Но он уже поднялся, широким жестом открыл дверь, ведущую на лестницу, и повторил:
— Двадцать четыре часа, Лесли. И не делай глупостей.
Лесли возвращалась домой в полуобморочном состоянии. За два часа разговора перед ней, как накануне смерти, прошла вся жизнь. Разум и чувства говорили, что предложение Хаггинса невозможно, безумно. Но, окажи она сопротивление, отец лишится желанного поста. И… Неизвестно, что еще может произойти, ведь он уже не так молод.
Она с трудом заставила себя проглотить несколько кусочков, даже не стараясь скрыть своего состояния от отца. Но, когда он спросил ее, в чем дело, она соврала, что болит голова, просто раскалывается. Пока они ужинали, отец подробно рассказал ей о переговорах.

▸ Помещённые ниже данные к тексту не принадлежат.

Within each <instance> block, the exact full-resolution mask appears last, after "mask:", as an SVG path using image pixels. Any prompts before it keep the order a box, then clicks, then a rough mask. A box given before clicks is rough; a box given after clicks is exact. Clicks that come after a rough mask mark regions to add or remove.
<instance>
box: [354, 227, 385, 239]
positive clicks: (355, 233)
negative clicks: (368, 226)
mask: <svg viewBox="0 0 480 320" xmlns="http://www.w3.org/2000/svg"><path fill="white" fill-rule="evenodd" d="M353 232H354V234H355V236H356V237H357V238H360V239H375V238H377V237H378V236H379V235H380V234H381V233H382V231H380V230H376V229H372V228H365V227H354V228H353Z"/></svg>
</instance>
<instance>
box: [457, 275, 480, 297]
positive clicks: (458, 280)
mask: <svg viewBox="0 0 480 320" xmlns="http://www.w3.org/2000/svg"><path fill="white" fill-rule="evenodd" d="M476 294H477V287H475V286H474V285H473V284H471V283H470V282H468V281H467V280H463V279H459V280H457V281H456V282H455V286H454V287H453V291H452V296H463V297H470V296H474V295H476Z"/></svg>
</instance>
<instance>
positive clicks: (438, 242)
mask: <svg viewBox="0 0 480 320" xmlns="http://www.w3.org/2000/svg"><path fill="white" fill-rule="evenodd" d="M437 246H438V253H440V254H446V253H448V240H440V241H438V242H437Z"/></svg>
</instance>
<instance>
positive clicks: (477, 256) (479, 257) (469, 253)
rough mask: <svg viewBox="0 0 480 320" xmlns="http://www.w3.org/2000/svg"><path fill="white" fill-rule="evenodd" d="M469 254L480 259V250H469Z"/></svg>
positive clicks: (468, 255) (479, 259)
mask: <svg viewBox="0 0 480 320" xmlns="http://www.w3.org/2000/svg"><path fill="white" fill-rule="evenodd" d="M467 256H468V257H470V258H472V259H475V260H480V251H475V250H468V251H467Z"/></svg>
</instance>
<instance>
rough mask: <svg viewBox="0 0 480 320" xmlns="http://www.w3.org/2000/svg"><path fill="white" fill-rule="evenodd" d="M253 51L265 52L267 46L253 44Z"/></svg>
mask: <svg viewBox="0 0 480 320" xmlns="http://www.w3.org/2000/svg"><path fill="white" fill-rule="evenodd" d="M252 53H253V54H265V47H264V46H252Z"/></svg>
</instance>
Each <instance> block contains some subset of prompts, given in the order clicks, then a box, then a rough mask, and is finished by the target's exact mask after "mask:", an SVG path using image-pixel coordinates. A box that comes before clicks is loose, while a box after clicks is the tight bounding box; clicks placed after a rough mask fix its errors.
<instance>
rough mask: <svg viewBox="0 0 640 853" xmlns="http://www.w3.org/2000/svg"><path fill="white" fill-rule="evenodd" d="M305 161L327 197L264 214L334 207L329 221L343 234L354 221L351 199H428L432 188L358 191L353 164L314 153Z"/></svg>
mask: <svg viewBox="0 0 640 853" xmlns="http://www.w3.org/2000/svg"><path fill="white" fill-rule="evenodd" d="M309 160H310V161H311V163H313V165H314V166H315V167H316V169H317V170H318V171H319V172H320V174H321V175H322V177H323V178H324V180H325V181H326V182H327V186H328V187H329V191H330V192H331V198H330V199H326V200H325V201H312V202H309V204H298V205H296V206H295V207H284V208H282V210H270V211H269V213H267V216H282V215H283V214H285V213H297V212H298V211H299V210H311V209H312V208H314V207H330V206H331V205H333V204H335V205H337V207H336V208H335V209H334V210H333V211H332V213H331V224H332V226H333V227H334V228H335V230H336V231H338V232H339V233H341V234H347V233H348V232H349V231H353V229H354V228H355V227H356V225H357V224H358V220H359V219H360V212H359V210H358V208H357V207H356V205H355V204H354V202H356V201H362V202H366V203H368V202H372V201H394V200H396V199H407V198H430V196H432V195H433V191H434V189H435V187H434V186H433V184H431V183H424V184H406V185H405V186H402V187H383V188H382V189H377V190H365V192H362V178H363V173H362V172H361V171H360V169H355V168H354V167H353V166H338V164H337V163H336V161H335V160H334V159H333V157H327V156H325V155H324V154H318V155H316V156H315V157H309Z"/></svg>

— Шейх оказался приятным собеседником, культурным, высокообразованным. И с его дочерью пресса напутала. Он совсем не ретроград, его просто не устраивала моральная обстановка в том университете, где училась девочка. Теперь она дома, готовится к экзаменам в Кембридж.
Лесли, как всегда от волнения, захотела спать.
— С тобой все в порядке? — вновь спросил отец, удивленный ее настроением.
— Голова болит невыносимо. Похоже, с ночной работой пора заканчивать. Я поднимусь к себе и лягу пораньше.
Оказавшись в спальне, она действительно сразу разобрала постель, но уснуть ей долго не удавалось. Мысли ее крутились вокруг Невила и его невероятного предложения. Двенадцать месяцев жизни с человеком, которого она ненавидит. С единственным человеком, который знает о ней исчерпывающую правду. Он знает, как она неуклюжа как женщина, знает, что мужчины не раз отвергали ее. Лесли содрогнулась от ужаса при одной только мысли о том, что Невил вдруг обнаружит, что она до сих пор девственна.